Pre-Visit: Selecting a doctor, scheduling appointments, medical record exchange, cost estimation
Visit: Checking medical necessity of treatments, financial clearance for medical services (checking if insurance coverage is valid)
Post-Visit: Claims processing, patient engagement
The report also cites value-based care as a notable market opportunity. Value-based care is a payment model that aims to reward providers for longer-term patient outcomes like quality of life as opposed to traditional fee for individual medical services.
Merger and Antitrust Case
From early 2020, UnitedHealth Group (UHG) leadership began considering the acquisition of Change Healthcare. UHG is the largest private insurer in the US, and access to data via a Change acquisition was poised to give the company an unprecedented edge over its competitors in the health insurance space.
Internal memos and consulting advice from McKinsey & Co. which were brought under the spotlight in the 2022 antitrust case addressed that the claims data on Change's electronic data interchanges (EDI's) would allow UHG to understand the proprietary prices other insurers were paying for medical services and tweak their own plans to perform better.
The deal valued at $13 billion was announced in early 2021. Change Healthcare would be rolled into UHG's subsidiary Optum.
An April 2020 memo to UHG's then-CEO addressed that there may be anti-trust concerns with the acquisition, which turned out to be true when the Justice Department sued to block the merger on grounds of anti-trust.
In a blow to the Biden administration's healthcare anti-trust efforts, a federal judge allowed the deal to go through in September 2022, with the only caveat being that Change Healthcare complete its sale of the Claims Xten product to TPG Capital. Claims Xten is a software business for payers/insurers to assist in processing claims.
With the acquisition of Change completed, there are concerns about how UHG's control of Change may skew the health insurance landscape in its favor.
Change Healthcare has rights to use over half of the vast troves of claims data that it manages through EDI clearinghouse (institution used to facilitate financial transactions between payers and providers). As discussed earlier, these insights can be leveraged by UHG to rework their own health insurance plans and contracts to win market share using data about what is paid for what services by other insurers.
Another concern is that through control of the EDI clearinghouse, UHG can raise the cost to use certain advancements in claims processing technologies for market rivals. For instance, better insights on claims data or faster processing may come at a higher cost for Anthem and Cigna plans while UnitedHealth plans pay next to nothing.

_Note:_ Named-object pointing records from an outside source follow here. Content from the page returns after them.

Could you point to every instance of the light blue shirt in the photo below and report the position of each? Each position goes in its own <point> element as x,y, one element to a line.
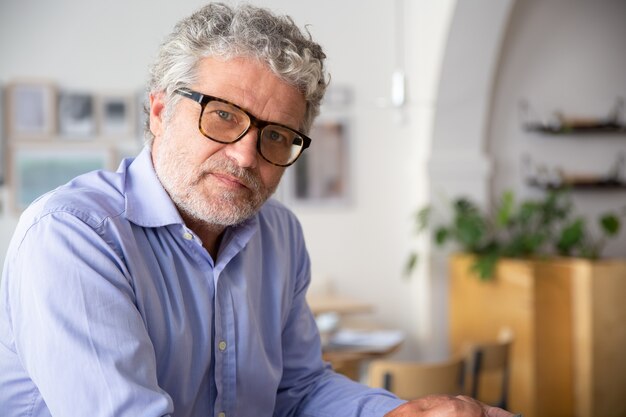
<point>110,306</point>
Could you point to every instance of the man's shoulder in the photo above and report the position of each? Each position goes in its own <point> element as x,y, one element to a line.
<point>92,197</point>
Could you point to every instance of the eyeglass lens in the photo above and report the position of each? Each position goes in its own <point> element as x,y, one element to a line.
<point>226,123</point>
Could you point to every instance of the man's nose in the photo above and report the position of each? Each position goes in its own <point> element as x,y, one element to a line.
<point>244,151</point>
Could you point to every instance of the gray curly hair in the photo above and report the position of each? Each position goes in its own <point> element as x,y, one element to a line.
<point>218,30</point>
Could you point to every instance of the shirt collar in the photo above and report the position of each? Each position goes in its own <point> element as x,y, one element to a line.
<point>147,202</point>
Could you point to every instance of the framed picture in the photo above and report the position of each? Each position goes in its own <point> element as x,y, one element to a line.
<point>77,119</point>
<point>116,115</point>
<point>2,141</point>
<point>321,175</point>
<point>30,110</point>
<point>36,171</point>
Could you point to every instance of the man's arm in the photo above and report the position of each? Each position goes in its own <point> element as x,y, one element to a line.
<point>76,330</point>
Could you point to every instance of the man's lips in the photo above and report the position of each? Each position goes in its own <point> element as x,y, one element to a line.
<point>230,180</point>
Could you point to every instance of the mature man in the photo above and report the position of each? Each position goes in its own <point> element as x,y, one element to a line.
<point>174,286</point>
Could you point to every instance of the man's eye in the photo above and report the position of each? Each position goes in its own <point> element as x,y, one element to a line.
<point>276,136</point>
<point>224,115</point>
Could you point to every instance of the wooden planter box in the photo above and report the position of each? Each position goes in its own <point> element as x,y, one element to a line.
<point>569,321</point>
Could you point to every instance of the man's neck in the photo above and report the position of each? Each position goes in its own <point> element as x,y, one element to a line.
<point>210,234</point>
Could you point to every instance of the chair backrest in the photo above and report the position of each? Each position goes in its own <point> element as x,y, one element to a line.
<point>410,380</point>
<point>489,363</point>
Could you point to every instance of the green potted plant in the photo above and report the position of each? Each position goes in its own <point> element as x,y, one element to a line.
<point>529,228</point>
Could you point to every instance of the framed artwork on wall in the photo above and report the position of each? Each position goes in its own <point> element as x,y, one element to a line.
<point>3,161</point>
<point>36,171</point>
<point>321,175</point>
<point>116,114</point>
<point>77,118</point>
<point>31,110</point>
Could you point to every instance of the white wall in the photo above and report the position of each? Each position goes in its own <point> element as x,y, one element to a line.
<point>568,56</point>
<point>362,246</point>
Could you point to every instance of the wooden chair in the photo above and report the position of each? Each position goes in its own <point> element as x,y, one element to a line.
<point>488,370</point>
<point>410,380</point>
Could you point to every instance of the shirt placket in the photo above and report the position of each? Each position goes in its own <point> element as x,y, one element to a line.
<point>225,349</point>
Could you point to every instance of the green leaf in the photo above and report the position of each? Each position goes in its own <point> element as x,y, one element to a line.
<point>485,266</point>
<point>505,211</point>
<point>571,236</point>
<point>410,264</point>
<point>441,235</point>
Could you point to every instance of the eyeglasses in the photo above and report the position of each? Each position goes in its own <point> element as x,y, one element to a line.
<point>224,122</point>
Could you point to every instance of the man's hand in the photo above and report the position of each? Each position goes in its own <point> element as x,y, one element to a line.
<point>447,406</point>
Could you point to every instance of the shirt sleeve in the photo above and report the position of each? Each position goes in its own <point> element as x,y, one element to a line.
<point>309,388</point>
<point>77,331</point>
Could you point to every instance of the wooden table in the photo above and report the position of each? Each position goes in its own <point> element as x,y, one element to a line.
<point>347,360</point>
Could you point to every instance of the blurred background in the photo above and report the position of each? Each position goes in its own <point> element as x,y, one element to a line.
<point>428,101</point>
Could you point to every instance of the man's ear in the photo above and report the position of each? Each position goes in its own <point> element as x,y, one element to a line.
<point>157,107</point>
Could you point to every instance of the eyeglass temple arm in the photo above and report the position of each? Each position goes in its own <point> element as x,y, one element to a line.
<point>197,97</point>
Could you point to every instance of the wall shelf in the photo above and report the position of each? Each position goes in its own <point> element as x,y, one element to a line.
<point>600,128</point>
<point>607,184</point>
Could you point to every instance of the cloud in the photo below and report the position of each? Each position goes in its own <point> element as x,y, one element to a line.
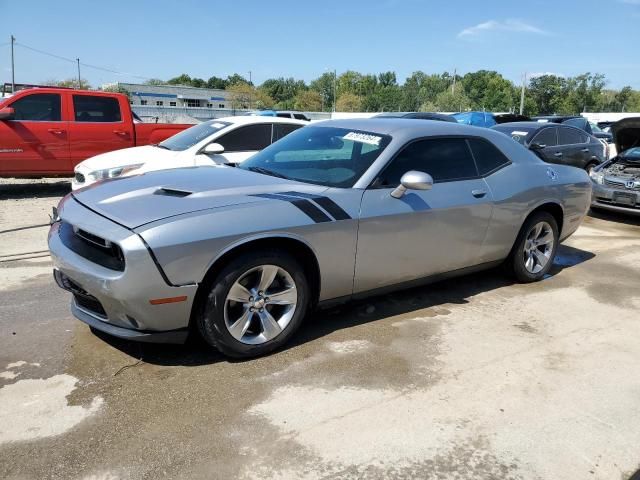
<point>509,25</point>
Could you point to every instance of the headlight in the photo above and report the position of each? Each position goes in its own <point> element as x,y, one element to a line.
<point>113,172</point>
<point>597,177</point>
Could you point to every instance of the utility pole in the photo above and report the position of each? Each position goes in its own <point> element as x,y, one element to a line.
<point>13,70</point>
<point>453,87</point>
<point>335,83</point>
<point>250,91</point>
<point>79,82</point>
<point>524,82</point>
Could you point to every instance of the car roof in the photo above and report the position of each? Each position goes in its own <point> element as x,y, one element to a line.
<point>406,127</point>
<point>533,125</point>
<point>254,119</point>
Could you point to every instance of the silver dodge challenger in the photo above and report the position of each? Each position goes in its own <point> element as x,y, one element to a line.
<point>334,211</point>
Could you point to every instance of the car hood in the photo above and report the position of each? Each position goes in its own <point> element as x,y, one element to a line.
<point>126,156</point>
<point>141,199</point>
<point>626,133</point>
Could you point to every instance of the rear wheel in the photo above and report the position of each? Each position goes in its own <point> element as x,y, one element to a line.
<point>255,304</point>
<point>535,248</point>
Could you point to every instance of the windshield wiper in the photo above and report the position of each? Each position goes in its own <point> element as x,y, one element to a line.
<point>266,171</point>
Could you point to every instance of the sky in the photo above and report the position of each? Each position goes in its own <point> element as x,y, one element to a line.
<point>304,38</point>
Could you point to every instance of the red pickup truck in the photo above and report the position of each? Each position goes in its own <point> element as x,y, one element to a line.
<point>48,131</point>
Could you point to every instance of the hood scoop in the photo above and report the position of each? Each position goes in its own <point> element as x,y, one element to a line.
<point>172,192</point>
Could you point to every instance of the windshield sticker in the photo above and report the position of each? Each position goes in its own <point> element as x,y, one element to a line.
<point>363,138</point>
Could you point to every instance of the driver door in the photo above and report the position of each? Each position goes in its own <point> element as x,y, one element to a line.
<point>425,232</point>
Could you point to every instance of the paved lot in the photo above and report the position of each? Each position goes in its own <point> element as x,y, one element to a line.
<point>471,378</point>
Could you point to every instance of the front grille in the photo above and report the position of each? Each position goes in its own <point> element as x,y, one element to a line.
<point>619,184</point>
<point>92,247</point>
<point>90,303</point>
<point>82,298</point>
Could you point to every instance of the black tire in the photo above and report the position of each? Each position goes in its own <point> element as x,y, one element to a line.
<point>515,263</point>
<point>211,322</point>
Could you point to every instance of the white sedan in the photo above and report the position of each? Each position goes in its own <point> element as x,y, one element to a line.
<point>229,140</point>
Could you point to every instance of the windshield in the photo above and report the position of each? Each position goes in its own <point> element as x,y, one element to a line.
<point>519,134</point>
<point>335,157</point>
<point>189,137</point>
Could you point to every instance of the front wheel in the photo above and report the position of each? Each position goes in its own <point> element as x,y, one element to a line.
<point>535,248</point>
<point>255,305</point>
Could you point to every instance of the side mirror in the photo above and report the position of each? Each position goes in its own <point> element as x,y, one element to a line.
<point>413,180</point>
<point>213,149</point>
<point>7,113</point>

Remember the required sale of Claims Xten? The Claims Xten software, a first-pass claims editing solution, to allow health insurers to verify claims are coded correctly was a Change Healthcare product that was in direct competition with UHG subsidiary Optum's own products. The sale to TPG capital and divestiture would mean that UHG now even owns greater market share for software to verify the validity of claims data.
These, of course, were concerns central to the Justice Department's anti-trust case. Despite a string of successes in blocking hospital mergers, this one blow in healthcare anti-trust may have serious knock-on effects for health insurance pricing. While previously, Change was not owned by a provider or payer to skew its incentives, the change of ownership may cause some challenges for providers and competing insurers down the road.